The easiest way to deal with BibTeX references is to have them in text files and edit them with textpad. Textpad supports regular expressions in its search and replace. Enable Posix Regular Expressions by going:

  • Configure -> Preferences -> Editor and then ticking the box next to "Use Posix regular expression syntax".

The following regular expressions might be helpful (don't include the quotes):

Find    Replace    Action        
"^ "    ""         Removes spaces at the start of each line
"^"     " "        Put a space at the start of each line
"\n"    " "        Replace returns with a single space


Likewise, Textpad can view text either line wrapped or not (Cntl-q w to toggle), change selected text to Sentence Case (Cntl-Shift-u), lower case (Cntl-l), etc. It also supports block select mode, which is sometimes helpful.

Workflow

The workflow is based on wiki pages. We can recover 'lost' data from these pages, but I suggest that at the start of work the pages are copied into text file (get the text using the edit button at the top of the relevant page and copying out the window) and saved on a local machine and then at the end of the work process the contents of the pages are submitted back to the wiki (again using a page edit).

So far we have `processed' the following pages:

  1. PTLR Annotated BibTeX Master
  2. PTLR Up Group Candidate Filename
  3. PTLR Up Group Processed BibTeX
  4. PTLR Non-Up Group Filename
  5. PTLR Thicket Definition

The next set of papers is provided in the PTLR Unclassified Candidate Filename page.
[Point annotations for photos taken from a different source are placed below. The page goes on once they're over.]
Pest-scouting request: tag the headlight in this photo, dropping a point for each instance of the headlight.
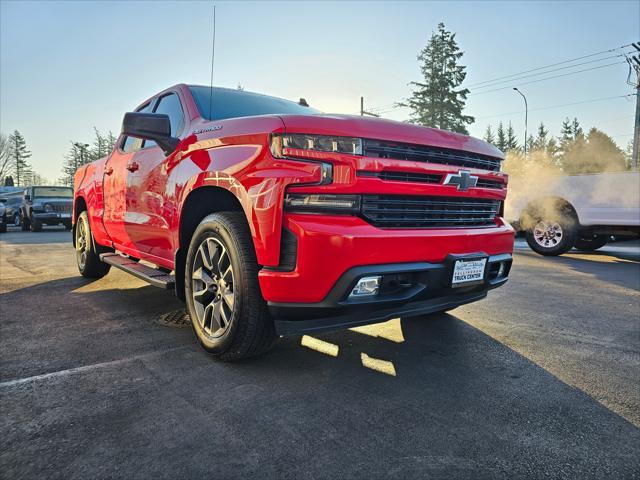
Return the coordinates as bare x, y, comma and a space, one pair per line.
285, 145
302, 202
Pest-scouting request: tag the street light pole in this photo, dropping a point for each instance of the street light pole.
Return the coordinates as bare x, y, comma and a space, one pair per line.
526, 119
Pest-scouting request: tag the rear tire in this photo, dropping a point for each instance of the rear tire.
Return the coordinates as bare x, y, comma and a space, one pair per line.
89, 263
590, 244
228, 314
36, 225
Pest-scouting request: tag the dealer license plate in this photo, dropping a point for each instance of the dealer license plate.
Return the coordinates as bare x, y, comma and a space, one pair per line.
468, 271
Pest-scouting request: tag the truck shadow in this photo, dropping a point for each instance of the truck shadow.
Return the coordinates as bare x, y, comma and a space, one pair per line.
416, 397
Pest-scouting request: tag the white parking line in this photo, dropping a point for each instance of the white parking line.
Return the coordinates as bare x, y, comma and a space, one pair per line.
85, 368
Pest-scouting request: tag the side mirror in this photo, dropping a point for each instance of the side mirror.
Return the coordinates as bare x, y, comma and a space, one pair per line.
150, 126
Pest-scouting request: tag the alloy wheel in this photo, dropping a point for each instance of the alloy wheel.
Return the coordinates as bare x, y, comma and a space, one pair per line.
82, 242
547, 234
212, 287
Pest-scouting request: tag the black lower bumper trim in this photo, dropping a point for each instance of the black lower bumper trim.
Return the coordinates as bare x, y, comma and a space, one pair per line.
407, 289
296, 327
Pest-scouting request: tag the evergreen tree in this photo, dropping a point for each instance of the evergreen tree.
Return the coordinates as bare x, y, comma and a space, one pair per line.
6, 160
576, 129
74, 159
595, 153
99, 149
19, 157
512, 143
501, 138
489, 137
438, 101
111, 141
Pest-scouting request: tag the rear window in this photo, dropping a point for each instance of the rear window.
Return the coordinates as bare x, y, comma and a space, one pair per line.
227, 103
53, 192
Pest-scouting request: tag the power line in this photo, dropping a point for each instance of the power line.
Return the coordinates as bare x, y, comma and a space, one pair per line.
552, 70
551, 77
550, 65
549, 107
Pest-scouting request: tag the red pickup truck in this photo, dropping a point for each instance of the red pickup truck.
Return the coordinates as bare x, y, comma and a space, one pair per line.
269, 218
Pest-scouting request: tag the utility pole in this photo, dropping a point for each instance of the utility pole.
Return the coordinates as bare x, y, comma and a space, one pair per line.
83, 150
635, 64
526, 119
363, 112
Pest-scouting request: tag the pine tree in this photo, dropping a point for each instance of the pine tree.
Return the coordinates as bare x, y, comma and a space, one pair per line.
576, 129
438, 101
19, 156
542, 138
99, 149
594, 153
512, 143
111, 141
489, 137
6, 160
501, 138
74, 159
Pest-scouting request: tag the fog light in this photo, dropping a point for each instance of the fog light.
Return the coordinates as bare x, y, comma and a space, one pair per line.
366, 287
502, 270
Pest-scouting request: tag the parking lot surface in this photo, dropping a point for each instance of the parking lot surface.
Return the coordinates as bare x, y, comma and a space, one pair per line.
540, 380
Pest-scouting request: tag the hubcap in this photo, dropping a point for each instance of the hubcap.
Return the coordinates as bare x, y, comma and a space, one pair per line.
81, 244
547, 234
212, 287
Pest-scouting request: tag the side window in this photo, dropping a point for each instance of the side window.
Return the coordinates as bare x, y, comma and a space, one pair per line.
170, 105
131, 144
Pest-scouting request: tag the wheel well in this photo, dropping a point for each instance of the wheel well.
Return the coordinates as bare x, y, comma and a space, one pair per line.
548, 208
79, 207
199, 203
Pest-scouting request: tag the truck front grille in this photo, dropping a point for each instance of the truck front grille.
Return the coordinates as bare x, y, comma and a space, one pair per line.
424, 153
393, 176
61, 207
407, 211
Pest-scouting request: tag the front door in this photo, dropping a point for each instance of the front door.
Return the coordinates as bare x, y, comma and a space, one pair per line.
142, 185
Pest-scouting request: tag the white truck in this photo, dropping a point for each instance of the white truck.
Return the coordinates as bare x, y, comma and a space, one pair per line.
560, 212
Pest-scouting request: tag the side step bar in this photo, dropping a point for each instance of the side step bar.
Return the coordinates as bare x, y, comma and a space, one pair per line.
154, 276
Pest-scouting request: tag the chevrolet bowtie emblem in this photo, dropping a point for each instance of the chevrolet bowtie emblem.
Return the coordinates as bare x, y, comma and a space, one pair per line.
463, 179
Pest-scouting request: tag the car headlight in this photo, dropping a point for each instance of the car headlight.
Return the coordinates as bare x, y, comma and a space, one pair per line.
321, 203
286, 144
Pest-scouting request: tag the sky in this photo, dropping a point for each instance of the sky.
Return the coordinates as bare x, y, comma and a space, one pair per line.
66, 67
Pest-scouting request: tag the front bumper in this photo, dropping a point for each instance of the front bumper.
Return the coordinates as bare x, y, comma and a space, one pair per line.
52, 217
329, 246
408, 290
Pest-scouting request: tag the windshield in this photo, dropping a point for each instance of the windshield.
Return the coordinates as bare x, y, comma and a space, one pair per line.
229, 103
53, 192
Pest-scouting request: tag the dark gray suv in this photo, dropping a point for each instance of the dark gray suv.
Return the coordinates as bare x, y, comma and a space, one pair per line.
42, 205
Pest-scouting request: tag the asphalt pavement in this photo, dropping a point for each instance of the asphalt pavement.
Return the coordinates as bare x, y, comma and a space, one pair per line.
540, 380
Hopefully this will mostly contain down group papers. We need to go through these papers and classify them by adding them to the following pages:

  1. PTLR Core Group Processed BibTeX
  2. PTLR Up Group Processed BibTeX
  3. PTLR Down Group Processed BibTeX
  4. PTLR Discard Filenames

For the core and down group papers we won't be filling out the following tags (at least yet for the core group papers, and probably ever for the down group papers):

 thicket_stance={},
 thicket_stance_extract={},
 thicket_def={},
 thicket_def_extract={},  

For the moment the:

 tags={},

tag can be left blank for the core group, but for down group it would be very helpful to put enough useful comma seperated tags for us to work out roughly what the paper is about. We should also expand out the:

research_type={},

tag contents for the down group. Possible tags other than empirical, theory, and discussion, might be econometric methods, stylized facts, etc. I.e., we want to capture what the research is providing in meta terms with this tag.